Look out for experts who believe they can intuit market cycles, as unlimited faith in intuition is dangerous.

That was one of the warnings of Daniel Kahneman, a Nobel Prize winner in behavioral economics, at a conference in Manhattan on Wednesday.

It is important to know how and when one can rely on intuition, he cautioned.

“People often trust their intuition because sometimes it is the only idea that comes to mind,” he told the World Business Forum. He said some intuition, when backed by substantial history or expertise, can be useful.

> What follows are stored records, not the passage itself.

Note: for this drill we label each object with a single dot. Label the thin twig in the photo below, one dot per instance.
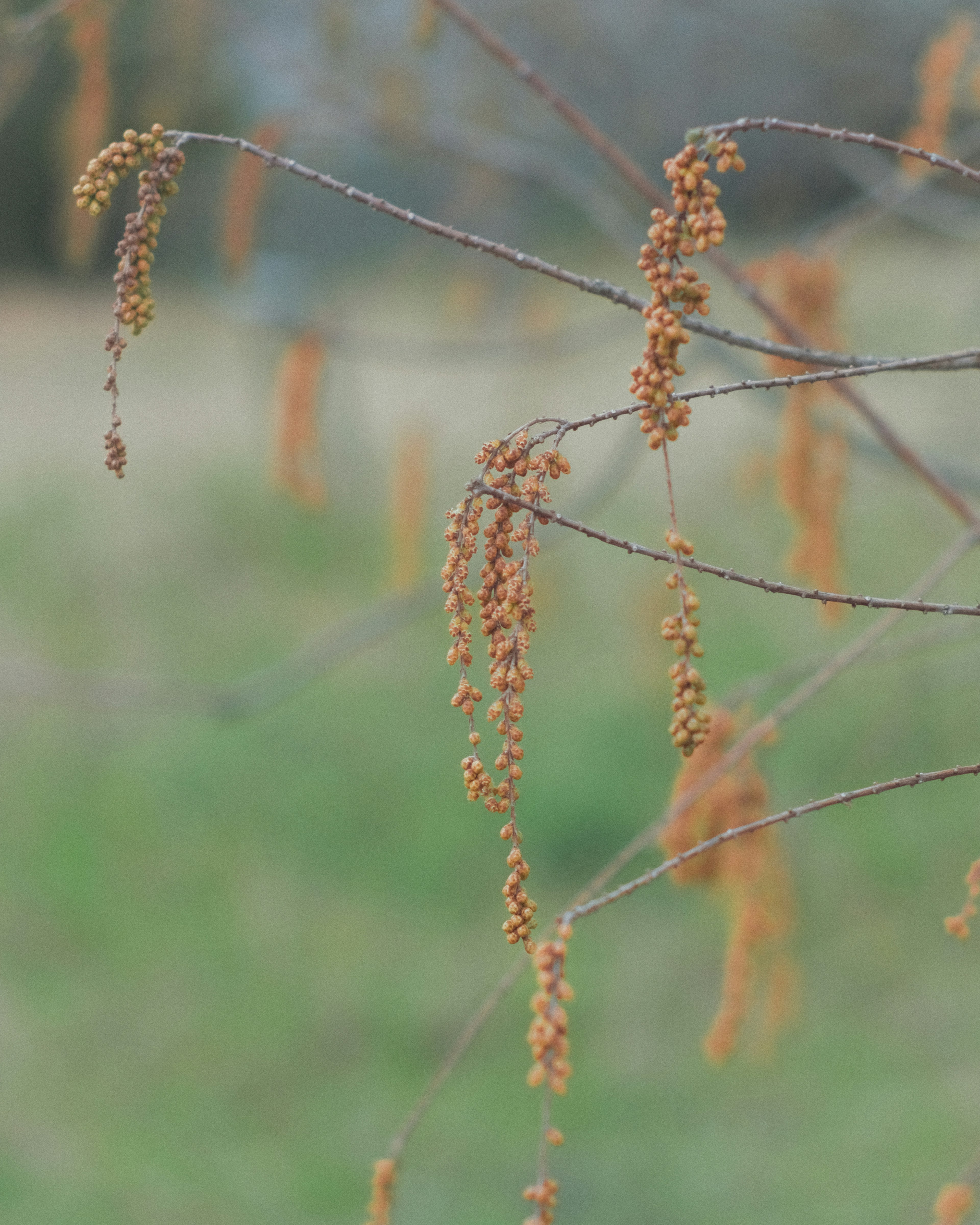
(897, 648)
(766, 585)
(593, 904)
(457, 1051)
(740, 750)
(533, 264)
(789, 706)
(629, 169)
(836, 134)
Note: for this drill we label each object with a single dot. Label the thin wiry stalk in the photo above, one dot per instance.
(653, 195)
(836, 134)
(533, 264)
(590, 908)
(910, 644)
(456, 1053)
(842, 661)
(766, 585)
(789, 706)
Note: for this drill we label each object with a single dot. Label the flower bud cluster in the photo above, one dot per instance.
(134, 304)
(383, 1187)
(546, 1196)
(95, 188)
(690, 725)
(697, 226)
(465, 522)
(522, 921)
(689, 728)
(508, 620)
(548, 1036)
(957, 925)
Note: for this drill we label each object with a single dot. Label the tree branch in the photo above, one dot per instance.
(766, 585)
(533, 264)
(629, 171)
(592, 906)
(835, 134)
(789, 706)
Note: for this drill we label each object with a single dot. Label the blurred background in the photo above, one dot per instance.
(244, 906)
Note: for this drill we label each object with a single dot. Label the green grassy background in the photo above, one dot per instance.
(232, 952)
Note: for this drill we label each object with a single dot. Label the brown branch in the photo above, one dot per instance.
(835, 134)
(629, 171)
(456, 1053)
(533, 264)
(789, 706)
(593, 904)
(766, 585)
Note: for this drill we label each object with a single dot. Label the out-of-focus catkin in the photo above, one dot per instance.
(813, 462)
(297, 439)
(410, 500)
(247, 183)
(383, 1189)
(88, 116)
(952, 1204)
(548, 1036)
(696, 226)
(959, 925)
(508, 620)
(751, 878)
(938, 73)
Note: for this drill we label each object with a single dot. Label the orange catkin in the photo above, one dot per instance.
(410, 491)
(957, 925)
(297, 457)
(812, 466)
(750, 874)
(952, 1204)
(244, 195)
(383, 1187)
(938, 70)
(88, 119)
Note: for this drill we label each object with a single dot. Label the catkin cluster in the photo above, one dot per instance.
(548, 1036)
(383, 1187)
(522, 921)
(690, 725)
(676, 288)
(957, 925)
(134, 304)
(546, 1196)
(508, 620)
(952, 1204)
(753, 880)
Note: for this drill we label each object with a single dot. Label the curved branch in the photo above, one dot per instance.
(836, 134)
(593, 904)
(533, 264)
(634, 175)
(780, 714)
(765, 585)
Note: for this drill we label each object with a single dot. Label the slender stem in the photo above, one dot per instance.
(835, 134)
(653, 195)
(765, 585)
(593, 904)
(789, 706)
(456, 1053)
(532, 264)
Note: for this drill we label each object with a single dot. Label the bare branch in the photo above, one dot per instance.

“A man married for 30 years can guess his wife’s mood by one word on the telephone or just coming into a room,” he said. But many other apparently intuitive insights are merely guesses, or an anticipation of something we want to happen, but not based on fact, he said.

“Unfortunately, professionals’ intuitions do not all arise from true experience,” Kahneman wrote in one of his books, “Thinking, Fast and Slow.”

The intuition of those in the stock market is also to be questioned because the stock market’s performance “is not regular,” he said.

Indeed, valid intuitions, Kahneman writes, develop “when experts have learned to recognize familiar elements in a new situation and to act in a manner that is appropriate to it.”

Independence and skeptical judgment can be effective in avoiding a rush to what may seem a reasonable outcome, he said.

But “the intuition that something comes to you and you have a great deal of confidence in absolutely does not guarantee success,” he said.